The young Kipling was already writing himself, commenting on events in the school, experimenting with styles and language and themes, borrowing from many writers, expressing his feelings about the world around him, finding his own voice, determined to become a published poet. It was as a riposte to Crofts that this poem was written.
Kipling and Horace
‘Crofts taught me to loathe Horace for two years ; to forget him for twenty, and then to love him for the rest of my days, and through many sleepless nights’ wrote Kipling in Something of Myself (p. 33).
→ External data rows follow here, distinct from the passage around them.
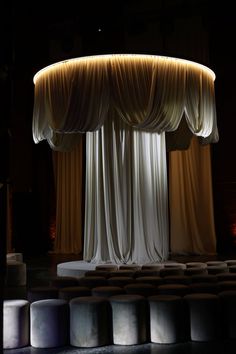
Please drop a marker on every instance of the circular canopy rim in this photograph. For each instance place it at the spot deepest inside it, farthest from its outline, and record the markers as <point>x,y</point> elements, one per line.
<point>107,56</point>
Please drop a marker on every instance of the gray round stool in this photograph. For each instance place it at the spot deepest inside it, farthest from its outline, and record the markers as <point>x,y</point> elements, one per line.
<point>100,273</point>
<point>107,267</point>
<point>174,265</point>
<point>120,281</point>
<point>107,291</point>
<point>173,289</point>
<point>216,264</point>
<point>143,289</point>
<point>133,267</point>
<point>226,276</point>
<point>154,280</point>
<point>227,285</point>
<point>129,319</point>
<point>217,269</point>
<point>93,281</point>
<point>146,273</point>
<point>230,262</point>
<point>190,271</point>
<point>42,293</point>
<point>167,271</point>
<point>228,306</point>
<point>70,292</point>
<point>177,279</point>
<point>122,273</point>
<point>14,256</point>
<point>15,273</point>
<point>90,322</point>
<point>168,319</point>
<point>15,324</point>
<point>204,314</point>
<point>196,264</point>
<point>49,323</point>
<point>204,287</point>
<point>232,268</point>
<point>63,281</point>
<point>152,266</point>
<point>204,278</point>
He continued to echo Horace in a number of poems written in later life, including:
- “The Pro-Consuls” (1905)
- “Rimini” (1906)
- “A Translation” (1917)
- “Carmen Circulare” (1919)
- “Lollius” (1920)
- “The Last Ode” (1926)
- “The Portent” (1926)
- “The Survival” (1926)
- “To the Companions” (1926)
See also Kipling’s Horace, Ed. Carrington ; “Crofts and King” by R A Maidment in
KJ218 for June 1981; and “Kipling and Horace” by Roger Lancelyn Green, in KJ124 for December 1957.
Notes on the Text
for readers who may need help
in construing Devonshire dialect
‘twuz It was
‘ud ‘elp ‘er would help her
But s’posin’ I threwed up Jane But supposing I gave up Jane
niver went walkin’ with she Never walked out with her, as a couple
allus done badly always done badly
An’ yeou shifts like cut net-floats, yeou du And you shift like the floats of a fishing-net that has been cut, bobbing up and down, never constant.